Mixed news for Tullow Oil as oil field disappoints but deal inked
THERE was mixed news for Tullow Oil yesterday as the company revealed disappointing results from Sierra Leone but finally signed a long-awaited $2.9bn deal to bring in French oil major Total and Chinese group CNOOC as partners to develop its oil fields in Uganda.
The shares fell from Monday's record highs in Dublin after an exploration well in Sierra Leone, in which Tullow holds a 20pc stake, showed a reservoir may not be commercial.
Tullow closed down 4.2pc at €18.39 in Dublin. The shares are still up about 10pc this year.
"It appears the well was a technical success, but there are questions about whether it's commercially viable," said Braden Purkis, an analyst at Canaccord in London.
The conclusion of the deal in Uganda marks the transfer of $2.9bn to Tullow from Total and CNOOC, after repeated delays following the initial announcement of the deal early in 2010, and the signing of the sale agreements in March 2011.
The group will now focus on their $10bn plan to start pumping oil from huge reserves discovered on the shores of Lake Albert. Early production is scheduled to start in 2013 before ramping up to a major production phase in 2016, Tullow said.
The final closing of the deal had been expected following Tullow's signing of two production-sharing agreements with Uganda earlier in February.
A tax dispute between Kampala and Heritage Oil, Tullow's former partner in the oil fields, as well as wrangling over details connected to the production sharing agreements, resulted in delays to the deal's progress.

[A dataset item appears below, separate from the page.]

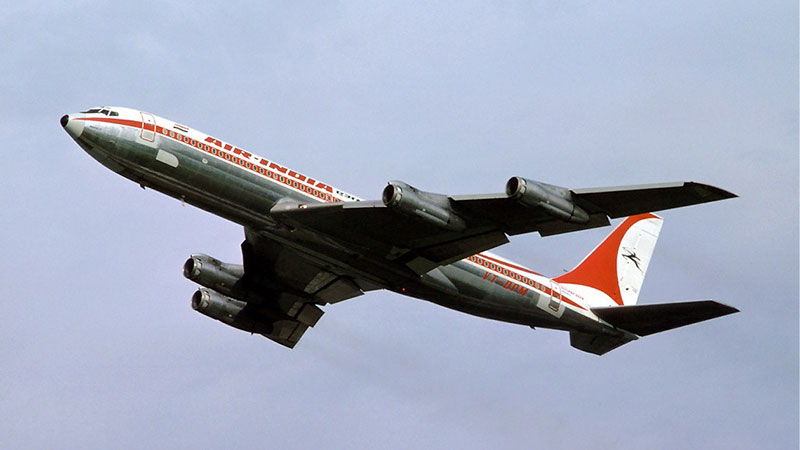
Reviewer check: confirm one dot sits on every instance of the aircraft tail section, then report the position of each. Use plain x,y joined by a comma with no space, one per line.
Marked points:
649,319
613,272
643,320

In a separate development, Ugandan lawmakers may resume investigations next week over allegations that three ministers took bribes to endorse oil deals after the Constitutional Court lifted an injunction against the probe yesterday.
Parliament is "excited about the ruling" because it will enable it to conclude the investigations that were halted after a month, Michael Werikhe, chairman of the committee handling the probe, told Bloomberg.
Lawmakers in the country formed the committee last October to investigate Prime Minister Amama Mbabazi; Internal Affairs Minister Hilary Onek, who held the energy portfolio until May last year; and Foreign Affairs Minister Sam Kutesa.